The first of many pairings, Steadman initially accompanied Hunter S. Thompson (pictured, above, with Edward his bird) on assignment to cover the Kentucky Derby in 1970. The resulting article, the seminal The Kentucky Derby Is Decadent And Depraved, birthed what would come to be known as gonzo journalism. A literary movement was born and a fruitful partnership was launched that would endure until Hunter’s untimely passing at his own hand in February 2005.
“What I discovered in the process was how intrinsic Ralph was to Hunter’s writing,” Paul muses. “In those early classics in which they were paired; The Kentucky Derby, America’s Cup, The Curse Of Lono, Hunter used Ralph to reflect his observations in the American way of life. What I found most challenging during all my years of visiting was the time around Hunter’s death. Ralph struggled deeply with his grief and it took some time for him to adjust to his loss.”
Paul’s film touches on the love/hate nature of Thompson and Steadman’s relationship, put perhaps the most fascinating aspect is its revelation of just how disparate the duo’s personalities really were, with Rolling Stone editor Jann Wenner going so far as to suggest that Thompson himself felt Steadman was even crazier than he was. “That is purely Jann’s opinion,” Steadman protests in jest. “I am painfully sane!”
After many years spent documenting Steadman in his studio and conducting interviews with various friends and collaborators, it became apparent to Paul that the film should be structured much like the experience of his visits to Ralph, in which his life seemed to unfold through his stories.

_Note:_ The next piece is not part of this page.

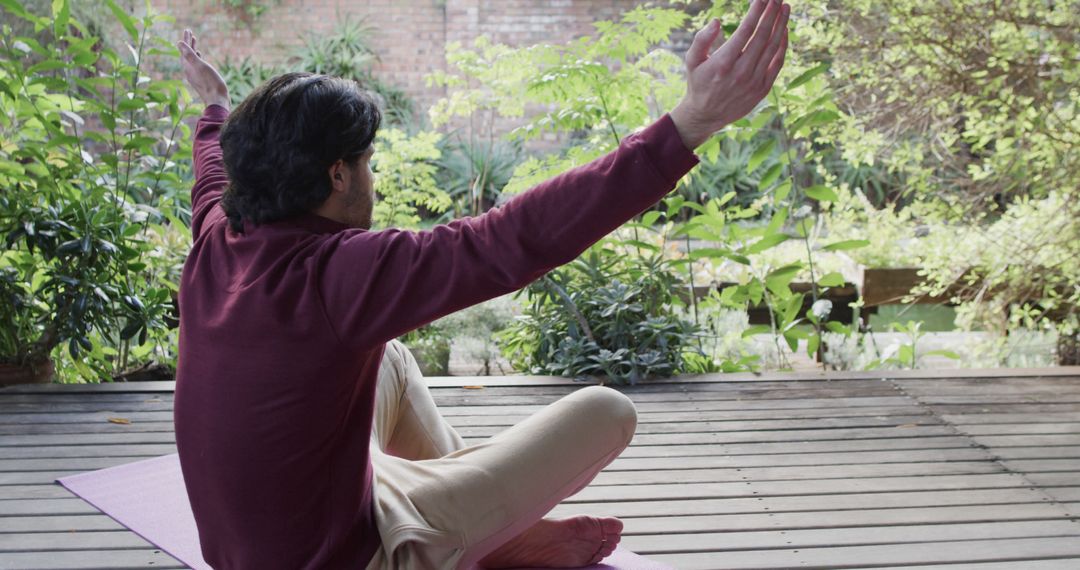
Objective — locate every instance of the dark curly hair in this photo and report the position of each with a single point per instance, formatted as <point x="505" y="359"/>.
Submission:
<point x="279" y="144"/>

It was at this point in the process that mutual friend Johnny Depp was brought in.
“The editing process was in phases over three years, and as the shape began to take hold I knew the film needed a conduit between Ralph and the audience,” Paul explains. “Johnny was the natural choice. They met through Hunter and have an existing rapport from their times spent together over the years at (Hunter’s house) Owl Farm. I had the structure of lead stories by the time we filmed with Johnny. He was brilliant at keeping these on track as Ralph has a tendency to take conversation off-piste in surprising directions.”
While his gonzo output remains arguably his best-known work, equally fascinating is the mark Steadman has left elsewhere in the cult landscape. Be it his work with William S. Burroughs, which saw the great American writer blasting holes in his work with a shotgun, or the warped Polaroid images that featured in the pages of Richard E. Grant’s autobiography, Steadman’s output remains as fascinating as it is varied.
Case in point, his work on the poster for cult favourite Withnail & I, which has adorned the walls of many a likeminded connoisseur of cake and fine wine over the past 30 years. Directed by Bruce Robinson, who would later come to play a part in Thompson’s legacy himself by directing the film adaptation of The Rum Diary in 2011, Steadman’s involvement stemmed from a drunken visit from the young director.
“Bruce arrived at our house one day with a pal of his and they had both been drinking,” Steadman recalls. “I asked Bruce if he would like to see our 500-year-old Horse Chestnut Tree. He fell down underneath it and proclaimed: ‘It’s not your tree, Ralph! It’s everybody’s tree!’ Bless his heart. He is right, though.”
Now aged 78, Steadman continues to find inspiration, although he self-deprecatingly concedes that “boredom” plays a large part in his output today. “And curiosity,” he adds. “What exists on that blank sheet of fine paper?”
As the film draws to a conclusion, a brief interview segment is shown in which Steadman wistfully writes himself off as a “visual polluter”. I ask for clarification.
“I am joking,” he retorts, as expected. “I wouldn’t know what else to do, except write, which I also do. Hunter said to me, ‘Don’t write, Ralph! You’ll bring shame on your family.’ But we are all polluters – visually and lavatorially.”